Russia's Prisoner Recruit Surrenders To Ukraine Within Two Days; Used As 'Cannon Fodder'
KEY POINTS
- The prisoner recruit was deployed to Ukraine on Sept. 21 and surrendered to the Ukrainians the next day
- The Russian prisoner said they were promised to be deployed alongside 'experienced' soldiers
- Convicts who were recruited were reportedly sent forward to the frontline while their commander stayed behind
A Russian prisoner who was recruited to fight in the war has surrendered to the Armed Forces of Ukraine after he was used as "cannon fodder" at the frontline, according to Ukrainian officials.
The prisoner, whose name was not revealed, was one of the convicts recruited by Russia's infamous Wagner mercenary group to fight in the war in Ukraine. He was deployed to the frontline on Sept. 21 and surrendered to the Ukrainian forces the next day.
During an interrogation with the Security Service of Ukraine (SSU), the prisoner said Yevgeny Prigozhin, the leader of the Wagner group, promised them that being deployed to the war will "wash away their sin" and help them receive "clean" papers. Prigozhin also allegedly promised that recruited convicts will fight side by side with "experienced" soldiers and that they will not be sent to the frontlines. However, he said they were thrown to the frontline despite Prigozhin's promise.

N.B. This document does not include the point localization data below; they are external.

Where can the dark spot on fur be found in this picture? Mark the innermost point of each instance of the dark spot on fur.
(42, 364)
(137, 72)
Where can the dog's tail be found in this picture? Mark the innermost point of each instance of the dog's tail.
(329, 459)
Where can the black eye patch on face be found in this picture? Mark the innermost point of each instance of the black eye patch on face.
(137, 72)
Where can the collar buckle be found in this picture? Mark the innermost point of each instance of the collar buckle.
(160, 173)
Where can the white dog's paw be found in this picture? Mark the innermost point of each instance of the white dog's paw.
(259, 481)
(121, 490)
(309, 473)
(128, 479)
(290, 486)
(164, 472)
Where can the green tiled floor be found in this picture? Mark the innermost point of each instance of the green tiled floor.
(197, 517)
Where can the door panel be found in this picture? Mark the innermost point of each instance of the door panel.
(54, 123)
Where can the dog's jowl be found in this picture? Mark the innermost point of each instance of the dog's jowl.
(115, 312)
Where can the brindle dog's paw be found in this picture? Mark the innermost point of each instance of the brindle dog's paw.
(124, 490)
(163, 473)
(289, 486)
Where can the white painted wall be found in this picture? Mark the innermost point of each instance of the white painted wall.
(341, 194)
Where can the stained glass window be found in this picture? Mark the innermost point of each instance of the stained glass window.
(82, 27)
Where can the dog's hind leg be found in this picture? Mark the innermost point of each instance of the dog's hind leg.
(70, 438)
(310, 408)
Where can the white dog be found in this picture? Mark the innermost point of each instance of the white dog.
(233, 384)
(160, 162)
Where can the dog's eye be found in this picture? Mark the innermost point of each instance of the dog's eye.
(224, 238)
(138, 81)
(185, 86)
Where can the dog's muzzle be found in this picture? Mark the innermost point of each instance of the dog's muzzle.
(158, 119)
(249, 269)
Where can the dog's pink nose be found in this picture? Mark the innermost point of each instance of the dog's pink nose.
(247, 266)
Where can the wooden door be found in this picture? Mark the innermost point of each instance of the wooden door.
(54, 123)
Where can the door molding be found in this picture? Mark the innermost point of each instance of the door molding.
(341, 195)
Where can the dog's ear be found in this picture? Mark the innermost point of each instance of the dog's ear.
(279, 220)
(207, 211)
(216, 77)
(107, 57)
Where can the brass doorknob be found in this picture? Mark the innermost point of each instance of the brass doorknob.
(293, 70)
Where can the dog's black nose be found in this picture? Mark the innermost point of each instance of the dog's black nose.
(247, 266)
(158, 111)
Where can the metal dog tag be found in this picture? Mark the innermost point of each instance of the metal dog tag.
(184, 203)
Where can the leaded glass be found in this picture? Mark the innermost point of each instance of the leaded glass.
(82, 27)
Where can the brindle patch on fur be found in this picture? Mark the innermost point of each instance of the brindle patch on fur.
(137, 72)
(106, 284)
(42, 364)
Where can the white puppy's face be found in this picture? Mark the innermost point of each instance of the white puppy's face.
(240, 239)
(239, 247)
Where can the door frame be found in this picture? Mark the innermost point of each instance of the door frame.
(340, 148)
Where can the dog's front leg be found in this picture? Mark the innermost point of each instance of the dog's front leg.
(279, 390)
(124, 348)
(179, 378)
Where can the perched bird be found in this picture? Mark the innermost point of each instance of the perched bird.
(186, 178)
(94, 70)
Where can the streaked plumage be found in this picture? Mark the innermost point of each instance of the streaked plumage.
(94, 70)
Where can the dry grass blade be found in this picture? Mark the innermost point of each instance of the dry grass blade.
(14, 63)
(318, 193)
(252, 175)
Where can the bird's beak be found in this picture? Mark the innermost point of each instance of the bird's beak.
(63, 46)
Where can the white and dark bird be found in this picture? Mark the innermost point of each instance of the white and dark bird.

"We are being used as cannon fodder. Our commander sent us forward, at first we walked together, and then he looked back - they were very far away," the prisoner said during the interrogation. "Usual cannon fodder: to know where there are positions, who stands where... We are like cannon fodder... When we were recruited, they told us a completely different story."
The prisoner said he later decided to surrender to the Ukrainian army after he realized that Prigozhin's promise was not true.
The prisoner is not the first Russian conscript to have surrendered to the Ukrainian forces. Two weeks following President Vladimir Putin's announcement of partial mobilization order, more than 2,000 Russian citizens also called Ukraine's "I Want To Live" hotline to appeal to surrender.
"We receive calls not just from soldiers who are already fighting in Ukraine, but also from those who have either just been mobilized and are still on the territory of Russia, or from their relatives... In the space of few weeks, we have received more than 2,000 such requests," Yuri Yusov, a Ukrainian intelligence spokesperson, was quoted as saying by The Kyiv Post.
Russia's invasion of Ukraine began in February. Since then, Moscow has lost a total of 65,850 military personnel in combat, according to estimates from the Ministry of Defense of Ukraine.